[llvm-dev] Reducing DWARF emitter memory consumption

Fri Feb 5 17:25:30 PST 2016

On Fri, Feb 05, 2016 at 04:28:53PM -0800, Duncan P. N. Exon Smith wrote:
> 
> > On 2016-Feb-05, at 15:17, Peter Collingbourne <peter at pcc.me.uk> wrote:
> > 
> > Hi all,
> > 
> > We have profiled [1] the memory usage in LLVM when LTO'ing Chromium, and
> > we've found that one of the top consumers of memory is the DWARF emitter in
> > lib/CodeGen/AsmPrinter/Dwarf*. I've been reading the DWARF emitter code and
> > I have a few ideas in mind for how to reduce its memory consumption. One
> > idea I've had is to restructure the emitter so that (for the most part) it
> > directly produces the bytes and relocations that need to go into the DWARF
> > sections without going through other data structures such as DIE and DIEValue.
> > 
> > I understand that the DWARF emitter needs to accommodate incomplete entities
> > that may be completed elsewhere during tree construction (e.g. abstract origins
> > for inlined functions, special members for types), so here's a quick high-level
> > sketch of the data structures that I believe could support this design:
> > 
> > struct DIEBlock {
> >  SmallVector<char, 1> Data;
> >  std::vector<InternalReloc> IntRelocs;
> >  std::vector<ExternalReloc> ExtRelocs;
> >  DIEBlock *Next;
> > };
> > 
> > // This would be used to represent things like DW_AT_type references to types
> > struct InternalReloc {
> >  size_t Offset; // offset within DIEBlock::Data
> >  DIEBlock *Target; // the offset within Target is at Data[Offset...Offset+Size]
> > };
> > 
> > // This would be used to represent things like pointers to .debug_loc/.debug_str or to functions/globals
> > struct ExternalReloc {
> >  size_t Offset; // offset within DIEBlock::Data
> >  MCSymbol *Target; // the offset within Target is at Data[Offset...Offset+Size]
> > };
> > 
> > struct DwarfBuilder {
> >  DIEBlock *First;
> >  DIEBlock *Cur;
> >  DenseMap<DISubprogram *, DIEBlock *> Subprograms;
> >  DenseMap<DIType *, DIEBlock *> Types;
> >  DwarfBuilder() : First(new DIEBlock), Cur(First) {}
> >  // builder implementation goes here...
> > };
> > 
> > Normally, the DwarfBuilder will just emit bytes to Cur->Data (with possibly
> > internal or external relocations to IntRelocs/ExtRelocs), but if it ever
> > needs to create a "gap" for an incomplete data structure (e.g. at the end of a
> > subprogram or a struct type), it will create a new DIEBlock New, store it to
> > Cur->Next, store Cur in a DenseMap associated with the subprogram/type/etc
> > and store New to Cur. To fill a gap later, the DwarfBuilder can pull the
> > DIEBlock out of the DenseMap and start appending there. Once the IR is fully
> > visited, the debug info writer will walk the linked list starting at First,
> > calculate a byte offset for each DIEBlock, apply any internal relocations
> > and write Data using the AsmPrinter (e.g. using EmitBytes, or maybe some
> > other new interface that also supports relocations and avoids copying).
> > 
> > Does that sound reasonable? Is there anything I haven't accounted for?
> 
> Does this design work well with the way llvm-dsymutil uses DIEs and DIEValues?
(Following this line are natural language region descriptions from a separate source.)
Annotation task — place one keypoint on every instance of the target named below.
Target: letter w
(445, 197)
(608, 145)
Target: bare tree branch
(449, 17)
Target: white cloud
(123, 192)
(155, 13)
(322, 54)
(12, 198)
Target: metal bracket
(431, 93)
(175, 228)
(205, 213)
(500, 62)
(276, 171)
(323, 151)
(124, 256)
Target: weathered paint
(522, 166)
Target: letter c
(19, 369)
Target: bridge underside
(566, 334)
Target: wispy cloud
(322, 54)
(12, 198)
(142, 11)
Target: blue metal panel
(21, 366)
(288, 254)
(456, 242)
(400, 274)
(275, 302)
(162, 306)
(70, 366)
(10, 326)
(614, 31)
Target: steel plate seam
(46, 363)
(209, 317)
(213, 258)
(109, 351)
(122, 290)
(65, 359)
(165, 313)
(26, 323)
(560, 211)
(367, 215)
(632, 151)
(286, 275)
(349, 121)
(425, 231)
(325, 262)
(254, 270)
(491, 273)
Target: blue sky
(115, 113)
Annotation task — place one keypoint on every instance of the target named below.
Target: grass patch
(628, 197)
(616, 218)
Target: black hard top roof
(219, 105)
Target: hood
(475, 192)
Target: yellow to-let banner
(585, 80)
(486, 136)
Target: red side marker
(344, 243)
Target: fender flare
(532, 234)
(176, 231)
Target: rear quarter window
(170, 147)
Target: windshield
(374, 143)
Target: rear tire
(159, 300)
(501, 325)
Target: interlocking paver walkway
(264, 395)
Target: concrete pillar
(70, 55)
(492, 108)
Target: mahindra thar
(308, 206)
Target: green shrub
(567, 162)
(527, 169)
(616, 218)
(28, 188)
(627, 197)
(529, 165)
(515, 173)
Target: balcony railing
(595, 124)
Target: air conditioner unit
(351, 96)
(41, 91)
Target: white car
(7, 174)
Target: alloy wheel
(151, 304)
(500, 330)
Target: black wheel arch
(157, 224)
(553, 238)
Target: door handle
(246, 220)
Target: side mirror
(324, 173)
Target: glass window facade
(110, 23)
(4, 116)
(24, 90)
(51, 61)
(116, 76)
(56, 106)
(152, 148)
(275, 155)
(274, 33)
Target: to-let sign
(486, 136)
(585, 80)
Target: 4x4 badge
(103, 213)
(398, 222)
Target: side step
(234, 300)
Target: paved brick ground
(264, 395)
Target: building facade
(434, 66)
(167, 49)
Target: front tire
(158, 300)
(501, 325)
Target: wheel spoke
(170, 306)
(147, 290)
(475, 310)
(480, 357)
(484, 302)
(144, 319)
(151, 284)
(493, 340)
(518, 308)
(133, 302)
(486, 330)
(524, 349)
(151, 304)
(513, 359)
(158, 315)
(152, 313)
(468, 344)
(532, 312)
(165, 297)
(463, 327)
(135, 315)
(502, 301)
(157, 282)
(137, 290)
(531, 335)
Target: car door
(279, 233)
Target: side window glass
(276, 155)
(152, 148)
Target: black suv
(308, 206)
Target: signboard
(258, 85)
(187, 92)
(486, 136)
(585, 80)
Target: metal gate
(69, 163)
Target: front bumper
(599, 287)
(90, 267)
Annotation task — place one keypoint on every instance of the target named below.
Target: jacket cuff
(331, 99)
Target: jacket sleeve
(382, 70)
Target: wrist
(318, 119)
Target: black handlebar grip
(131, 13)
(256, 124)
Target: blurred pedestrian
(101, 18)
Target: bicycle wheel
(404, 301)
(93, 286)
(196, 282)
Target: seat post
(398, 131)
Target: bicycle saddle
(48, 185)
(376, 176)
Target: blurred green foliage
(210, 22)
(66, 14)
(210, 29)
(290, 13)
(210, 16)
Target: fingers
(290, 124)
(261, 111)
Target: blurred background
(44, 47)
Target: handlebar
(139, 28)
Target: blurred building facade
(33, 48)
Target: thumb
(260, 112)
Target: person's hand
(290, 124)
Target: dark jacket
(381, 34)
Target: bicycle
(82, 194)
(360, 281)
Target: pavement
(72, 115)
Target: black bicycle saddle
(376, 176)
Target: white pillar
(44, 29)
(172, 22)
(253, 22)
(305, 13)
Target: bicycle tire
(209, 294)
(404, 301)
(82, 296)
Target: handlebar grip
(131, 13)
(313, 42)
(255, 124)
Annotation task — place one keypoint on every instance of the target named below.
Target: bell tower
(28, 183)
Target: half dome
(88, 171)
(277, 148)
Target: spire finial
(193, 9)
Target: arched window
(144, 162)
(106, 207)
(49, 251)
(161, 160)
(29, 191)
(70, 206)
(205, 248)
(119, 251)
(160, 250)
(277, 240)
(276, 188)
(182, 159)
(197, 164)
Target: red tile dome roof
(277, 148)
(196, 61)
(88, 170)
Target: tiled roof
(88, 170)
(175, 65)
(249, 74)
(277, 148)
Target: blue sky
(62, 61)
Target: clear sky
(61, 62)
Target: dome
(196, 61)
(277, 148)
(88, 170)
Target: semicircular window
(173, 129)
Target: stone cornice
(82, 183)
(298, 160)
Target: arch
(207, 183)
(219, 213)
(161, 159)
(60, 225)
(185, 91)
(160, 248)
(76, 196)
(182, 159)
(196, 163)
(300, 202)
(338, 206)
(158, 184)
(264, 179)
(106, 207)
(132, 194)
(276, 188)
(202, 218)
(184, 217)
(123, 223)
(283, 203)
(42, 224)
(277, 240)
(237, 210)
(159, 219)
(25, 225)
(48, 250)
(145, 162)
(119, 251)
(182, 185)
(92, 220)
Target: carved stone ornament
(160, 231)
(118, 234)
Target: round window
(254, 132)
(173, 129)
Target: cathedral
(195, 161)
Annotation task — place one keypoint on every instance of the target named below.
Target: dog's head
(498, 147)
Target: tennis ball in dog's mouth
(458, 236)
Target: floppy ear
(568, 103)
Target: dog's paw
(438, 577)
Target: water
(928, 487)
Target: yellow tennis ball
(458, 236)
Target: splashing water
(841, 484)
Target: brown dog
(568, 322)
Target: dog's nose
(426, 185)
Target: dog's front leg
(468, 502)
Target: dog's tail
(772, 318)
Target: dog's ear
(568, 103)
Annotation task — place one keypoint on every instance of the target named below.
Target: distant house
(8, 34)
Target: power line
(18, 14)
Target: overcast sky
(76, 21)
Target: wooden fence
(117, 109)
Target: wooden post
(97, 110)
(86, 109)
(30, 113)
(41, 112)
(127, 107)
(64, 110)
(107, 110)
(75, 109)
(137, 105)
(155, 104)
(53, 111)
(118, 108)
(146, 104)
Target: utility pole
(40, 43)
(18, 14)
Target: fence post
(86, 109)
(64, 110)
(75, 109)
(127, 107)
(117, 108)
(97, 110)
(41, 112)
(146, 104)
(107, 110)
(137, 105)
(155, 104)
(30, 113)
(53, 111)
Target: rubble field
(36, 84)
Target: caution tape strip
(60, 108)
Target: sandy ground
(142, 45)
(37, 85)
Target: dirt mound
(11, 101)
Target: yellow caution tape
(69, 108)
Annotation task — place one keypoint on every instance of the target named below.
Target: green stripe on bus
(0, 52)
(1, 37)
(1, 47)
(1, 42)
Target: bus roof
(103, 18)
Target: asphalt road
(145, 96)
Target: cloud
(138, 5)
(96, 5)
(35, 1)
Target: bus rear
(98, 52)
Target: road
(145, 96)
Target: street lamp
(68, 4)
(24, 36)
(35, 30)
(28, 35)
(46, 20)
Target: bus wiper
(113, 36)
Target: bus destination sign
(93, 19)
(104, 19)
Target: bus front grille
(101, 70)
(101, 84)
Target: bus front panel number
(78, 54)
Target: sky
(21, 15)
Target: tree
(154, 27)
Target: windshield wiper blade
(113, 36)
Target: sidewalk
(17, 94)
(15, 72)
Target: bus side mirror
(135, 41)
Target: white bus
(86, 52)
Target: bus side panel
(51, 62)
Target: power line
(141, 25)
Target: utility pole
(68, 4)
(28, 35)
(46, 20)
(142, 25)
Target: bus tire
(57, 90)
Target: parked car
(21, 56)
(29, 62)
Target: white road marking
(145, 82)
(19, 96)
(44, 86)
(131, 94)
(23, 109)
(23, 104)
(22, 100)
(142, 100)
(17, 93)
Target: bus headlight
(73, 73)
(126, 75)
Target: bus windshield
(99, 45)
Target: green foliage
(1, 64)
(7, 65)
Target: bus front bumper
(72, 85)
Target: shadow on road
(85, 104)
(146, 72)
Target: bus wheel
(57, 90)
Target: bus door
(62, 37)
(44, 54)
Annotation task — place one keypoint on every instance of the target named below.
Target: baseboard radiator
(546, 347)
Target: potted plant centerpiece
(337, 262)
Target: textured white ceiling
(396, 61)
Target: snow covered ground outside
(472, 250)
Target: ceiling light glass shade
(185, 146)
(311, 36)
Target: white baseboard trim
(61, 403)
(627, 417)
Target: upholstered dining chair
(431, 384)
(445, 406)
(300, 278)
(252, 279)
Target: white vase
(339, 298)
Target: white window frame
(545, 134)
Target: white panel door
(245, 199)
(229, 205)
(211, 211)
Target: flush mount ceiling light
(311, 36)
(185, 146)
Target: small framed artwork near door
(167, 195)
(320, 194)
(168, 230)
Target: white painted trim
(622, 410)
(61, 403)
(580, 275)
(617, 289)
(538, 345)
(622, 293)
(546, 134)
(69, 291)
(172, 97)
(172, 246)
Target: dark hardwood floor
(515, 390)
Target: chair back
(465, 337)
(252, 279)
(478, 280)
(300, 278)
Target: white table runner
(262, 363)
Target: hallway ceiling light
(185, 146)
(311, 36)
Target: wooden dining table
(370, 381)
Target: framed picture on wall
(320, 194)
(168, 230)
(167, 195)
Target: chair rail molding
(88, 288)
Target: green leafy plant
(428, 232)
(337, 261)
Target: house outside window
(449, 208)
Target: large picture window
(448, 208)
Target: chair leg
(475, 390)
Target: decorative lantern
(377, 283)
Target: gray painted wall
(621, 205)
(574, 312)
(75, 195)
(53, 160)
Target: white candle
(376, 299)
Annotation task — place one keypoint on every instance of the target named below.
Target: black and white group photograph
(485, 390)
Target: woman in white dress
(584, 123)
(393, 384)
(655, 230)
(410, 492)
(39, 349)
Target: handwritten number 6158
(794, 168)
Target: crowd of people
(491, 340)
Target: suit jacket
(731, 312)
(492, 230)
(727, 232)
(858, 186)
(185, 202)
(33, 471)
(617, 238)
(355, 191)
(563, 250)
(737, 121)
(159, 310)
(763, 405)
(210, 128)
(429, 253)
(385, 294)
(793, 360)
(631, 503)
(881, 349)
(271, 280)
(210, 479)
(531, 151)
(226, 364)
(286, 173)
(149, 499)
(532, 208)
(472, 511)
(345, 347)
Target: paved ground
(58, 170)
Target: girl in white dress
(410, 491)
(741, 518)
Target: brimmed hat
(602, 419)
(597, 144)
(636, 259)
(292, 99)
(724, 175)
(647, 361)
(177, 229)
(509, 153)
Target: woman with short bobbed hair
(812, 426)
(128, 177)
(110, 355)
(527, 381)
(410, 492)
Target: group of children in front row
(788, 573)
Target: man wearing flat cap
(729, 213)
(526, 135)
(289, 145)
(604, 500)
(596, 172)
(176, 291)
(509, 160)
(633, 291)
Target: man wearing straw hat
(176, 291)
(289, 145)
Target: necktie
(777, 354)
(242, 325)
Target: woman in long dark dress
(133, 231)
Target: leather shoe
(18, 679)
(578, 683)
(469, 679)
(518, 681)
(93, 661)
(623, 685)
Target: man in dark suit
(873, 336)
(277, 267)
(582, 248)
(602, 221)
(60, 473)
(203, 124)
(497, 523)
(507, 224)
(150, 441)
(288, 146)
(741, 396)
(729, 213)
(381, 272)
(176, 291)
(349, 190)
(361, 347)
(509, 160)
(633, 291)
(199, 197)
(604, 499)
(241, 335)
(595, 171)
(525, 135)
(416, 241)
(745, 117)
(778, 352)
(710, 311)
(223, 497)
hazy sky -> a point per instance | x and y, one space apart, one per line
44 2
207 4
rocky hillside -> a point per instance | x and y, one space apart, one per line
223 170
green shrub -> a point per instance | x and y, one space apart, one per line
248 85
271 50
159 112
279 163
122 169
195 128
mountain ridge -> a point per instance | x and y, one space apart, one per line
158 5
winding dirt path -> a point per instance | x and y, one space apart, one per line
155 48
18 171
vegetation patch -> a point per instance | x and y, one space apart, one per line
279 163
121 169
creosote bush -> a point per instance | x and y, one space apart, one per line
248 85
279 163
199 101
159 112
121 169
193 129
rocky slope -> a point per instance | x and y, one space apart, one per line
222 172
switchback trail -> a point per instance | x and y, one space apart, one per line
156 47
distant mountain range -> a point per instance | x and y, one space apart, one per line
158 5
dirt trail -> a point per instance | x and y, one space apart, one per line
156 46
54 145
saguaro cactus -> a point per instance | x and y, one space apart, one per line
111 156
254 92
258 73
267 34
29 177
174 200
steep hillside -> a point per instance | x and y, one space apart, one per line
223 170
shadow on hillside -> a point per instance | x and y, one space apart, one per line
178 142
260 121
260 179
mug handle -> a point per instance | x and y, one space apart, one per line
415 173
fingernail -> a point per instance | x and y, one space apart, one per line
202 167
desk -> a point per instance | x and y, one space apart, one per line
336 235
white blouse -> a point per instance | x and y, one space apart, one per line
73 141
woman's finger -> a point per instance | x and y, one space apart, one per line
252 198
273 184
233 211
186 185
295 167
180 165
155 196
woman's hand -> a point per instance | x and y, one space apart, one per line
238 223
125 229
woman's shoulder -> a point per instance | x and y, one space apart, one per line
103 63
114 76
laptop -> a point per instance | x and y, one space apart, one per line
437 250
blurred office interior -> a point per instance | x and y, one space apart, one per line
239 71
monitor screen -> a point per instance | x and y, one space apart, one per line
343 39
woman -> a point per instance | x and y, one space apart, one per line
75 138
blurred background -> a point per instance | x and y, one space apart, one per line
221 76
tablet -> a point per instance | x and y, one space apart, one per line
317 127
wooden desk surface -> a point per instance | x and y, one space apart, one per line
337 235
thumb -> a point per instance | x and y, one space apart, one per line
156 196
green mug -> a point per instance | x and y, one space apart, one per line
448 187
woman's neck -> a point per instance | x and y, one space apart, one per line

I haven't looked too closely at what llvm-dsymutil does, so I can't say
for sure. If it only uses DIE/DIEValue to produce DIEs, then it most likely
should work.

> I'm also interested in whether this will be faster than the current one.  I spent some time optimizing the teardown down of the DIE tree in the summer and it would be nice not to lose that.  (Sorry, maybe it's obvious from above, but I've only had a moment to skim your proposal.  I'll try to look in more detail over the weekend.)

I think it should be possible to tweak the design to use a bump pointer
allocator like we do now for DIE/DIEValue instead of allocating vectors on
the heap, but I haven't fully thought it through.

Thanks,
-- 
Peter